Problem Statement:
Let $(M,g)$ be a closed (semi-)Riemannian manifold of dimension n and signature (number of negative eigenvalues) $d$. We define the Hodge star operation on it as the unique isomorphism
\begin{align*} \star:\Omega^k(M) &\to \Omega^{n-k}(M), \\ \omega &\mapsto \star \omega \\ \end{align*}
such that the following holds:
$$\forall \omega, \eta \in \Omega^k(M): \omega \wedge \star \eta = (-1)^d ⟨\omega,\eta⟩ \ vol \tag1$$
where $vol := \sqrt{g} \ \mathrm{d} x^1 \wedge ... \wedge \mathrm{d}x^n$ is the canonical volume form, and $⟨ \, ,\, ⟩: \Omega^k(M) \times \Omega^k(M) \to \mathbb{R}$ is the unique extension of the metric to spaces of $k$-forms, defined by
$$⟨v^1\wedge...\wedge v^k,w^1\wedge...\wedge w^k⟩ := \mathrm{det}(g(v^i,w^j)) \tag2$$
where $v^1,...,v^k,w^1,...,w^k \in \Omega(M)$.
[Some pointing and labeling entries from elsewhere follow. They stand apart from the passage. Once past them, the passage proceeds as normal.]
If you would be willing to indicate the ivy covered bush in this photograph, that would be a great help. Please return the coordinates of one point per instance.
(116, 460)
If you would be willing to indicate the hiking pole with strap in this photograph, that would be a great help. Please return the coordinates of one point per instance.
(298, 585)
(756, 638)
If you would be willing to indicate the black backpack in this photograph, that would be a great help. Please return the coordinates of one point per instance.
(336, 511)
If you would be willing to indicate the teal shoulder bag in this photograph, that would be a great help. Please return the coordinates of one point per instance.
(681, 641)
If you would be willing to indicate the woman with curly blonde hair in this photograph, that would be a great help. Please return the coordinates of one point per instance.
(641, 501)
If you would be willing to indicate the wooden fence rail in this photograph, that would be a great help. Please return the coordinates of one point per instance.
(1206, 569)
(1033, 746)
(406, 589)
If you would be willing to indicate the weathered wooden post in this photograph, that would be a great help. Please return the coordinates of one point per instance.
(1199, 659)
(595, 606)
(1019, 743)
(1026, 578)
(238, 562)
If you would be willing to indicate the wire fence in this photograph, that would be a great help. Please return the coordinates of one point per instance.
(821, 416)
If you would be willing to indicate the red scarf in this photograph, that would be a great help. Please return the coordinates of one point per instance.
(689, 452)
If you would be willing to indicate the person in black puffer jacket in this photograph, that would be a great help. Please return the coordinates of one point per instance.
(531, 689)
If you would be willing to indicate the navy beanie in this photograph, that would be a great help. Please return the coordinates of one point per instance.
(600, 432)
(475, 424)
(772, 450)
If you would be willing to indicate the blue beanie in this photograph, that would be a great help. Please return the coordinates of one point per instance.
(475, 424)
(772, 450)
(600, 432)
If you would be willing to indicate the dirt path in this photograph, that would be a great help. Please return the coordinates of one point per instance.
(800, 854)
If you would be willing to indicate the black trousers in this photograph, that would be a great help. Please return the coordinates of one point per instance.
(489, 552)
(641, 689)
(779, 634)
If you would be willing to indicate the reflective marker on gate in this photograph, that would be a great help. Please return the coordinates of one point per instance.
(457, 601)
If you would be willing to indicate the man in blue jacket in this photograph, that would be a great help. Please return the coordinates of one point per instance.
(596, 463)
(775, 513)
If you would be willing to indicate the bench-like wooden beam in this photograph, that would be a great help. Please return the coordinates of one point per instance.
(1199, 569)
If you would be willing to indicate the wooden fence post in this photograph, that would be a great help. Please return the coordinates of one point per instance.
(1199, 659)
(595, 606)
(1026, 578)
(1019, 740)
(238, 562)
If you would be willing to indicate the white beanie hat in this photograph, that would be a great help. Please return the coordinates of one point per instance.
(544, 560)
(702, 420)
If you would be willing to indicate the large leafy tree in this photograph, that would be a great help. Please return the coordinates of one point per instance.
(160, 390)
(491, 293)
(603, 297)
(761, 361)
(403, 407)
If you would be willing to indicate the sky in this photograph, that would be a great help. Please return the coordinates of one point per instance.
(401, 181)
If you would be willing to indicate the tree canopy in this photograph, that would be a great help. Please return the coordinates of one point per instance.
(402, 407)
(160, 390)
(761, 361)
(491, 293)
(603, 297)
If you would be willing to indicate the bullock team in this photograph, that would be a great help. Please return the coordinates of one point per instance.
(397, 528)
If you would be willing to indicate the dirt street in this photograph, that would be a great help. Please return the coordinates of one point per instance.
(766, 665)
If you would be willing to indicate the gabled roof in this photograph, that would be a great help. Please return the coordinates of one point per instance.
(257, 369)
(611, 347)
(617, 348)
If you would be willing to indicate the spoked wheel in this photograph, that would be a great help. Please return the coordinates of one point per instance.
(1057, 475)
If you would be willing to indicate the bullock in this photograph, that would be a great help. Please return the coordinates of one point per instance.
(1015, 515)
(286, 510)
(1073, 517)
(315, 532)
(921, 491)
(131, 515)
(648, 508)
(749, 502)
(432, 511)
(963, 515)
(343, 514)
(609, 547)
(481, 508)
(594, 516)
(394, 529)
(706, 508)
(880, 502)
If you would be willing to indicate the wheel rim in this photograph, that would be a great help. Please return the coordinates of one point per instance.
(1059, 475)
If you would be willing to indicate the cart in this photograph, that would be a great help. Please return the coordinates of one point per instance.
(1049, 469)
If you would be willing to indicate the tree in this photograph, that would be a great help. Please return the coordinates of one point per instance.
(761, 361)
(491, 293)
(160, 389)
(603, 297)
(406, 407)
It is easy to check that the inverse of the Hodge star operator $\star^{-1} : \Omega^{n-k}(M) \to \Omega^k(M)$ is given by
$$ \star^{-1} = (-1)^{k(n-k)+d}\ \star \tag3$$
Having established that, define the co-differential operator $\delta : \Omega^k(M) \to \Omega^{k-1}(M)$ by the following expression:
$$ \delta := (-1)^k \star^{-1} \circ \ \textrm{d} \circ \star \tag4$$
Now we know the following theorem
$$ \forall \alpha \in \Omega^{k-1}(M) \text{ and } \beta \in \Omega^{k}(M): \quad ⟨ \mathrm{d}\alpha, \beta⟩ = ⟨\alpha, \delta\beta⟩ \tag5$$
Given this setup, let $X \in \mathfrak{X}(M)$ and $ \alpha = \iota_X (g)$. I want to prove that
$$ \mathcal{L}_X (vol) = -\delta \alpha \ vol \tag6$$
Attempt at Solution:
Take an arbitrary $f \in \Omega^0(M)$. Using eqn. (5), we can write
$$ ⟨ \delta \alpha, f⟩ = ⟨ \alpha, \mathrm{d}f⟩ = ⟨ X, grad(f)⟩ = X(f) = \mathcal{L}_X (f) \tag7$$
Now assuming that $ \mathcal{L}_X (fvol) = \mathrm{d}\iota_X (f vol) = 0$, by the Leibniz rule, we have that
$$ \mathcal{L}_X (f) vol = - f \mathcal{L}_X (vol) = -⟨ \mathcal{L}_X (vol), f⟩ \tag8$$
From eqn. (7) and (8), we have our result (6) because $f$ is arbitrary.
Now, the real problem here is to prove that $$\mathrm{d}\iota_X (f vol) = 0 \tag9$$
Since M is closed, I only know that $\int_M \mathrm{d}\iota_X (f vol) = 0$, which actually prompts me to change definition (1) to introduce an integral symbol on the left hand side, which some textbooks do but I do not want to.